I often start with geometric shapes–squares, triangles, diamonds or circles. Ice Crystal (block #122 from volume 2) and Whoopsy Daisy (block #417 from volume 5) started with circles that I dissected into sections.
The deadline for volume 7 was quickly closing in, and I still didn’t have a concrete idea for my design. Instead of “writer’s block,” I felt “quilter’s block.” (Or would that be “quilter’s block block?”)
As Carolyn mentioned in her blog post on Monday, inspiration can come when you least expect it. And that’s what happened for me. I was looking for an embroidery stitch on the internet when I spotted a feathered star design that looked a little something like this:
What caught my eye was the area where the points of two stars met. Instead of seeing just the stars, I saw Sawtooth points surrounding a diamond. I made a quick sketch and then drew this out in Electric Quilt 7.

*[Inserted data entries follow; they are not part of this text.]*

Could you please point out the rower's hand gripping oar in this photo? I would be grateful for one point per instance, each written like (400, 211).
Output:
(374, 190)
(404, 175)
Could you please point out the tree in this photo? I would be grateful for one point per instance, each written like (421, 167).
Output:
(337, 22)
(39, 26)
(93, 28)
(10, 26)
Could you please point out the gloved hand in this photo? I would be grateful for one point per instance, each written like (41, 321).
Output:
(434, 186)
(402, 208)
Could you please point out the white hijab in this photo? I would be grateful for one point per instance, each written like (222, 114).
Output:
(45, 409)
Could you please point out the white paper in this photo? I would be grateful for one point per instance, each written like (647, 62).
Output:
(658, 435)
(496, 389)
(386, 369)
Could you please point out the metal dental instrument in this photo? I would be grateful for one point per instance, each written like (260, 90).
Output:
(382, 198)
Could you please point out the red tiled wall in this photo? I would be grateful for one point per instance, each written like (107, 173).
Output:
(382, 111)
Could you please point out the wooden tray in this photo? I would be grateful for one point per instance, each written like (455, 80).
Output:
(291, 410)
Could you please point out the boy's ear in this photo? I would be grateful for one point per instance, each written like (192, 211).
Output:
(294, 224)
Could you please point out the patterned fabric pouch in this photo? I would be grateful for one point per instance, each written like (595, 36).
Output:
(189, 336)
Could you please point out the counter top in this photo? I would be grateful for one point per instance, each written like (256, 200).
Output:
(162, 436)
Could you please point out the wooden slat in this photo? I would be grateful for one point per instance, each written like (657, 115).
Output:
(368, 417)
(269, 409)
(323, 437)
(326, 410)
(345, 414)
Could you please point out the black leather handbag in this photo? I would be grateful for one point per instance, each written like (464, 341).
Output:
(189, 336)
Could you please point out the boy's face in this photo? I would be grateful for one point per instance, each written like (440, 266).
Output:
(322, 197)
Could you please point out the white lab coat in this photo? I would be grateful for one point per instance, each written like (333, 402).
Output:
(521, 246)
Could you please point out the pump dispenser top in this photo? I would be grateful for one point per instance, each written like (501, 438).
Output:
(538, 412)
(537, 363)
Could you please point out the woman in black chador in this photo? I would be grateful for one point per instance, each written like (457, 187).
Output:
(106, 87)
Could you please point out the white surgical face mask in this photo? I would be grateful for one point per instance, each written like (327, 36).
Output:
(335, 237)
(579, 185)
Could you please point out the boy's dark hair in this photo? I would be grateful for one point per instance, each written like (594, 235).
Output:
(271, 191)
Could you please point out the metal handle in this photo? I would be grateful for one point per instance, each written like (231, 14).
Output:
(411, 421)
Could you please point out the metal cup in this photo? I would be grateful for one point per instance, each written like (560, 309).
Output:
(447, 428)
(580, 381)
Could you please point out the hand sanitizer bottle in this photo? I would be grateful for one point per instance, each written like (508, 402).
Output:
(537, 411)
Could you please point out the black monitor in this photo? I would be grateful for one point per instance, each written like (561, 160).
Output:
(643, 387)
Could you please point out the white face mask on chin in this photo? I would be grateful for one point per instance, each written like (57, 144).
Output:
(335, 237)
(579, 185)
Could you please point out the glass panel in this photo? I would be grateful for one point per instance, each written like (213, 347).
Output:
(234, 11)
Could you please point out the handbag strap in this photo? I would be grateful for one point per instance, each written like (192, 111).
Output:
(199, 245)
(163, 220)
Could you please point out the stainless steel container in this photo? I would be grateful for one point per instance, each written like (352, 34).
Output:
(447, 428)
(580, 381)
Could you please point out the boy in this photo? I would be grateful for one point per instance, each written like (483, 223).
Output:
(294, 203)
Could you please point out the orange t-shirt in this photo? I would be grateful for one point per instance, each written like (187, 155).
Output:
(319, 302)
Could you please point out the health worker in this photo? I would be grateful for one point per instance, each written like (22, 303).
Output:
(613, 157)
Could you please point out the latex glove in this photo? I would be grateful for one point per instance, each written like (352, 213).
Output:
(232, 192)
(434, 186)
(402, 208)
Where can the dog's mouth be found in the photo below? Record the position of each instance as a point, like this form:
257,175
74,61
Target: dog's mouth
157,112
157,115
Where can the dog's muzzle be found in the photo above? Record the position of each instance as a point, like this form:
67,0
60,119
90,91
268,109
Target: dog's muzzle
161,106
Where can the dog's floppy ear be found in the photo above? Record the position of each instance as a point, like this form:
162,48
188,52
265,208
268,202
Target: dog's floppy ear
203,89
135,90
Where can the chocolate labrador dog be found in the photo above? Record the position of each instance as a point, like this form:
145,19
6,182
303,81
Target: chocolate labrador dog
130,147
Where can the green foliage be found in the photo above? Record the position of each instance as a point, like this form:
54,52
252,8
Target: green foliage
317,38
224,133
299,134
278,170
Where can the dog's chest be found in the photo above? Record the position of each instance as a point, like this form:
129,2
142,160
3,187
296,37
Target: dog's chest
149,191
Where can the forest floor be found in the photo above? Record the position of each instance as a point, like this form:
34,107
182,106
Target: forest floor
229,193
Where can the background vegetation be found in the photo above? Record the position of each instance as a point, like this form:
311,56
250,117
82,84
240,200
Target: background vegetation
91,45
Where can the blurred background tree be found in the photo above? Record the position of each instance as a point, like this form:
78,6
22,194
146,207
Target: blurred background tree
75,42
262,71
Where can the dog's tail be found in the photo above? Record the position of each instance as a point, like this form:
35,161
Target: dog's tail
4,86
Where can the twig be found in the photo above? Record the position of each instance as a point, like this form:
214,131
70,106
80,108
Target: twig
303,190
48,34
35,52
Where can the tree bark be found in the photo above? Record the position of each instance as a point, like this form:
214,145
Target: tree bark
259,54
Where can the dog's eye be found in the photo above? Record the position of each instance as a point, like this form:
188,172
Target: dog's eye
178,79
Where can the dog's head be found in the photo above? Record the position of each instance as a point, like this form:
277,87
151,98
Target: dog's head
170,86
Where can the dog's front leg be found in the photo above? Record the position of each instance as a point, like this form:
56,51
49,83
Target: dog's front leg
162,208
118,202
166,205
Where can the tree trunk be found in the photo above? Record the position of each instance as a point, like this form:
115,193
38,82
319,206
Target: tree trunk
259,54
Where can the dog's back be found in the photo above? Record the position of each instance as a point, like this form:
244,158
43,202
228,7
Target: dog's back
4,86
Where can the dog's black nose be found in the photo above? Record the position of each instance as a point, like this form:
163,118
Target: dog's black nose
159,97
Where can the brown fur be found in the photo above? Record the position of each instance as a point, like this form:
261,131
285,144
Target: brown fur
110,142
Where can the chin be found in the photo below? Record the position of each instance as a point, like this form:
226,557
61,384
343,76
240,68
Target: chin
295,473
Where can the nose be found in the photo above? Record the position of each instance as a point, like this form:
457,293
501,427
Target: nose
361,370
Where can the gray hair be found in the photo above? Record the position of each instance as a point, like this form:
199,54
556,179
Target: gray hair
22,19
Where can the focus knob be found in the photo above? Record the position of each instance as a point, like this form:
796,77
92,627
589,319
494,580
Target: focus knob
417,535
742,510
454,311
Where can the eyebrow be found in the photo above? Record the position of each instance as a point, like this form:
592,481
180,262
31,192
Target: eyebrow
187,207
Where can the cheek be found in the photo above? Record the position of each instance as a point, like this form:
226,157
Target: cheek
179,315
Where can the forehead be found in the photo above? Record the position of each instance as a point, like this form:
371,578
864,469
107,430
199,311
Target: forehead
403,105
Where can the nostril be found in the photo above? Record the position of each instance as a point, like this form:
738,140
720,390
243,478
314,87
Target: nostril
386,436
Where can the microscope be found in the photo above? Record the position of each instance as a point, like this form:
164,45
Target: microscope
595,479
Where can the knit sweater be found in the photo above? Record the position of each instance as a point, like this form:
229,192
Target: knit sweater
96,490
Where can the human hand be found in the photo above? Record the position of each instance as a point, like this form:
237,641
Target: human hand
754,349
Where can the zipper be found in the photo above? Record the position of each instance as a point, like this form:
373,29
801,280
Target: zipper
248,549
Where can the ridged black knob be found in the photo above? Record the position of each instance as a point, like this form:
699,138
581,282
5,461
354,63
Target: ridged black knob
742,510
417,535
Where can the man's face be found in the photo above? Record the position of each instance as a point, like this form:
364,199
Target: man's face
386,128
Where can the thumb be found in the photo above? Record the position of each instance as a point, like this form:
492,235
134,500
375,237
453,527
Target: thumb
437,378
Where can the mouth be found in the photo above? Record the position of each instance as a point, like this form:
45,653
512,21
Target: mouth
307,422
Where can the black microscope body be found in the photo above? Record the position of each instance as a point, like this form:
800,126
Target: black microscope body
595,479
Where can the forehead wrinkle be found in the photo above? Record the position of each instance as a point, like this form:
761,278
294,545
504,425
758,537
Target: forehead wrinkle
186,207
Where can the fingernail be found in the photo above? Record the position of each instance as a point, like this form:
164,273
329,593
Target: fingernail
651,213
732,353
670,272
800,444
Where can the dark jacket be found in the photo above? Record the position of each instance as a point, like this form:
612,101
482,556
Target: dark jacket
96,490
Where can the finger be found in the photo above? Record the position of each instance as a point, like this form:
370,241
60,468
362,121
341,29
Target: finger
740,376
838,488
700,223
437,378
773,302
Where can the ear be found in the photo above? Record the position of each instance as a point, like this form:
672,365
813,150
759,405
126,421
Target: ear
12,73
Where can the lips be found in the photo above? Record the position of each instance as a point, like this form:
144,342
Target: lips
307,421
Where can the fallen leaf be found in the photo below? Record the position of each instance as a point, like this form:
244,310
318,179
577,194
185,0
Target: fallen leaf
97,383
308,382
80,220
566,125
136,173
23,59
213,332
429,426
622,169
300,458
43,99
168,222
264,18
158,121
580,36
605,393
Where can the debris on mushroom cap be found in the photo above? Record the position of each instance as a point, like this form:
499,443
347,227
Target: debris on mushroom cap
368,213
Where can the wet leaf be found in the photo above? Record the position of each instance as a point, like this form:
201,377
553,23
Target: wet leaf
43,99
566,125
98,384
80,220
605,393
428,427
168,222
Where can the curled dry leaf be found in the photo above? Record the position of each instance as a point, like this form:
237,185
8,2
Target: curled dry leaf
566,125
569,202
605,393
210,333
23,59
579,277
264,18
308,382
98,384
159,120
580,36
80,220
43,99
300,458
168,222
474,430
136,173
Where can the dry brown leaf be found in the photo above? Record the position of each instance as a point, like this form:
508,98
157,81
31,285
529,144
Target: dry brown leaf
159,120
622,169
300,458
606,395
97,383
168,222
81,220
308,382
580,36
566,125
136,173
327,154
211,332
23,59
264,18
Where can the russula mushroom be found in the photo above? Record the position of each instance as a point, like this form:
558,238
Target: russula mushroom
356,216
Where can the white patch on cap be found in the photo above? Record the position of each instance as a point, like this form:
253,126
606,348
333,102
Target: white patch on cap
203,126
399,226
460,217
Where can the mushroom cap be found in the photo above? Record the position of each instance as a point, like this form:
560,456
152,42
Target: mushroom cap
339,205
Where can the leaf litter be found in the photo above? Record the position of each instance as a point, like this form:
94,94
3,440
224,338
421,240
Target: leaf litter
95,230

For block #615, I brightened it up using Timeless Treasure’s gorgeous Tonga Batiks. Aren’t they beautiful? That turquoise makes me drool!
If you don’t have your copy of 100 Blocks volume 7, here’s another chance to win it. Leave a comment below by midnight MST on Friday, May 24th telling me what colors you enjoy using the most in your quilts. (A quick look at your stash is a dead giveaway.)
The winner is Bonnie (comment #58)! Congratulations. Thank you to everyone who participated!